Take Home Activities: Children's Books & Crafts

Children's literature offers much more than just what is written on the pages. Instead of putting the book down after turning the last page, consider a fun activity to do with your child that will be a great learning activity. For some fantastic reads and easy activities, we have come up with three ideas that will ensure you have a great time learning and discovering with your child.

If you Give a Moose

Laura Numeroff’s If You Give a Mouse a Cookie is one we all know and love, but have you heard of If You Give a Moose a Muffin? This spin on a classic story will give you and your little one a new favorite book to read together while offering an opportunity to teach about the science and math of baking a delicious batch of muffins. Here are a few tips and tricks:

  1. Invite your child to help you bake his/her favorite kind of muffins to engage them in the activity.
  2. Check Bright Horizons for a list, according to age, of the steps that your children can do during your baking activity.
  3. Slowly follow the directions paying attention to key words and measurements. Some words to explain and clarify: add, mix, fold, sprinkle. Also, use this time as a great opportunity to teach about fractions.
  4. Encourage your little one to ask questions about things they do not understand.

Click Clack Moo

Click, Clack Moo Cows That Type has grown popular with teachers and parents because it is a fun way to introduce the topic of letter writing. For a great activity, why not have your child write a letter back to Farmer Brown's cows? Here are a few tips for a successful letter:

  • Use a template to guide your child's letter and teach about the different parts like this one at The Teaching Resource Center.
  • Before writing, ask questions about what sort of things your child wants to know from the cows. Help brainstorm ideas for great content in your child's letter.
  • Things to look out for are good punctuation, appropriate grammar and proper placement of each part of the letter.

Mouse Paint

The beloved book Mouse Paint offers children a clear and concise way to understand colors and color creation. Here are a few activities to do with your child after reading this book to get your children exploring the wonderful world of color.

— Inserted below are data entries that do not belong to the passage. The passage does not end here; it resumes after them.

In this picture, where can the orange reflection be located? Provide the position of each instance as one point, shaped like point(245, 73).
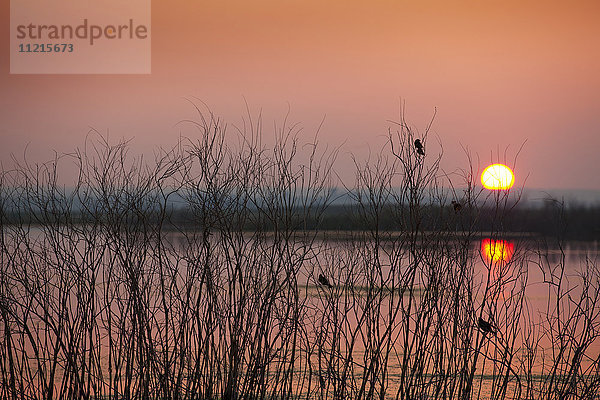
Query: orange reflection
point(497, 250)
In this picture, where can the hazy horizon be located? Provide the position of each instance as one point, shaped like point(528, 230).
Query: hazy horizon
point(501, 77)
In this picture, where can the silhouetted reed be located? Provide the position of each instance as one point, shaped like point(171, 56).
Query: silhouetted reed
point(205, 274)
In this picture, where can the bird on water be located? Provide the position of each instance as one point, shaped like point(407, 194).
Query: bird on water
point(324, 281)
point(419, 147)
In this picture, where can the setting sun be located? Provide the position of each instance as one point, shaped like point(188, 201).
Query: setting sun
point(498, 251)
point(497, 177)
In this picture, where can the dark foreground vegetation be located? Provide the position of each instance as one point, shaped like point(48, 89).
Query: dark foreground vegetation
point(110, 291)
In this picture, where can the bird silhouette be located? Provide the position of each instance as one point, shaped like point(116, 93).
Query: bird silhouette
point(323, 281)
point(485, 326)
point(457, 206)
point(419, 147)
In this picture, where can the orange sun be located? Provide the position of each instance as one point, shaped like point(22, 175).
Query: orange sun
point(497, 177)
point(497, 251)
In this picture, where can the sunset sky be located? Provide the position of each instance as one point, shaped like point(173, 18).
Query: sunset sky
point(500, 74)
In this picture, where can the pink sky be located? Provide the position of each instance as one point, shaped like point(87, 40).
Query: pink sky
point(499, 73)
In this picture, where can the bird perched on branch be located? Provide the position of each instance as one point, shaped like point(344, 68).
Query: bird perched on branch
point(419, 147)
point(485, 326)
point(323, 281)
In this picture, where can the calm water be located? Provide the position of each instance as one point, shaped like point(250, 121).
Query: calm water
point(374, 309)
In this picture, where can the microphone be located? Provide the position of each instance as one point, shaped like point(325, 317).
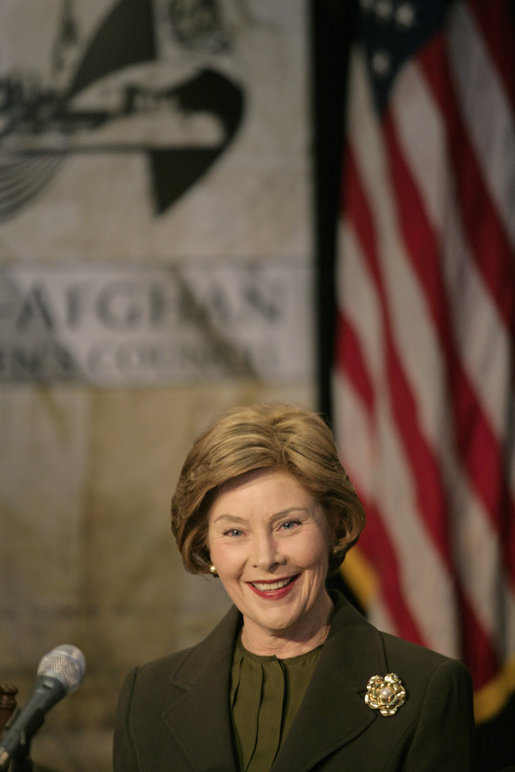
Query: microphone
point(60, 672)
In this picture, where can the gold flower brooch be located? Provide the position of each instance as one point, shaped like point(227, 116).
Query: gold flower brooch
point(386, 694)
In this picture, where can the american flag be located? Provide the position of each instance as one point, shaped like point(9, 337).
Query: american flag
point(423, 391)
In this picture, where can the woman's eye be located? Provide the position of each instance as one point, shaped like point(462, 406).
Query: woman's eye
point(233, 532)
point(289, 525)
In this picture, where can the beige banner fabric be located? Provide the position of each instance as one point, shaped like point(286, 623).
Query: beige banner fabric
point(155, 268)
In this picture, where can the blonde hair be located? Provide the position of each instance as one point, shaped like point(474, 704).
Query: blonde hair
point(269, 436)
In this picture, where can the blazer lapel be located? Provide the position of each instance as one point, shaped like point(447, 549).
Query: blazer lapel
point(333, 711)
point(199, 717)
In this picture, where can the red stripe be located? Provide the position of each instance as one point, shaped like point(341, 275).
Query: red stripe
point(427, 476)
point(425, 467)
point(350, 359)
point(495, 20)
point(481, 221)
point(476, 443)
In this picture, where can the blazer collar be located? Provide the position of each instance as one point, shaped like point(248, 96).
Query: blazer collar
point(199, 717)
point(332, 713)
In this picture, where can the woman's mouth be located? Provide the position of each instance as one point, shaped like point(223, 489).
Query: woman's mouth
point(276, 588)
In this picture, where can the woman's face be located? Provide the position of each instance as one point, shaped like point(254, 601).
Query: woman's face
point(269, 541)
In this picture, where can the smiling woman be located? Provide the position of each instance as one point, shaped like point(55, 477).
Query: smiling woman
point(293, 678)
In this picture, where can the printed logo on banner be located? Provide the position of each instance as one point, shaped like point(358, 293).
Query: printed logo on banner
point(181, 123)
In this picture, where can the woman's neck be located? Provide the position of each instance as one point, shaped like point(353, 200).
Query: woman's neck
point(285, 644)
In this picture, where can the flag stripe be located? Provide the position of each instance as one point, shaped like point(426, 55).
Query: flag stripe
point(474, 71)
point(477, 446)
point(480, 218)
point(426, 297)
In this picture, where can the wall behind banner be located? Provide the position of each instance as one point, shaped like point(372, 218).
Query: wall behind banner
point(155, 268)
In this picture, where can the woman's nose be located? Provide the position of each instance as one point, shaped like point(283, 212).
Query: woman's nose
point(265, 552)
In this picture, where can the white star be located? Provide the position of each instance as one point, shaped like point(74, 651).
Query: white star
point(384, 9)
point(405, 15)
point(381, 62)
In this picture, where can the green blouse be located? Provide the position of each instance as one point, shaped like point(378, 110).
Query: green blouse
point(266, 693)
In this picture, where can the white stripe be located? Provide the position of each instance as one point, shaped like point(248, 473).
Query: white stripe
point(486, 109)
point(421, 355)
point(357, 296)
point(476, 322)
point(426, 585)
point(354, 434)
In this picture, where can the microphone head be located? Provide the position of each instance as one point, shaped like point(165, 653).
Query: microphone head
point(66, 663)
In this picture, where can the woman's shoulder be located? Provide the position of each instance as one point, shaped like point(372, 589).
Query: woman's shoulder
point(188, 662)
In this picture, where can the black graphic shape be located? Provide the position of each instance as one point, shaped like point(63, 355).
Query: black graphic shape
point(175, 170)
point(39, 127)
point(125, 38)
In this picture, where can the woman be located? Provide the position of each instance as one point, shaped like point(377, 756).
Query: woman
point(293, 678)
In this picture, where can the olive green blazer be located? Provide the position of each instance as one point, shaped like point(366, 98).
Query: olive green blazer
point(174, 715)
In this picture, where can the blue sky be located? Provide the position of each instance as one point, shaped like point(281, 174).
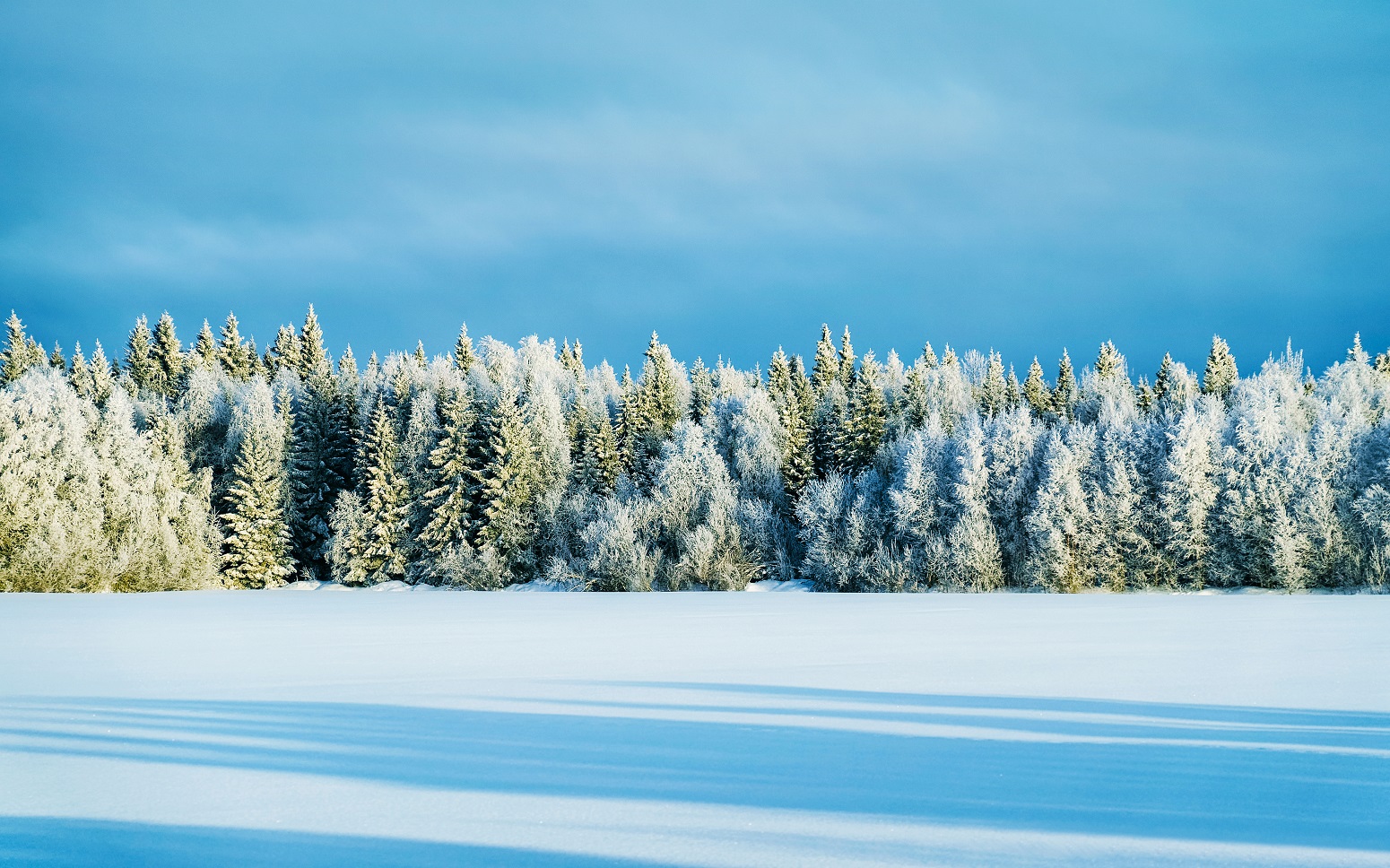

  • Teach color mixing with a water and food color experiment. Simply put a few drops of red, yellow and blue into three seperate glasses of water and start mixing!
  • Once he/she grasps the idea of color mixing, try the same idea with paint. Challenge your child to see how many shades he or she can make with only red, yellow and blue.
  • Consider creating a color mixing chart like this one at Elements of Art to remember all the beautiful shades of color your child created.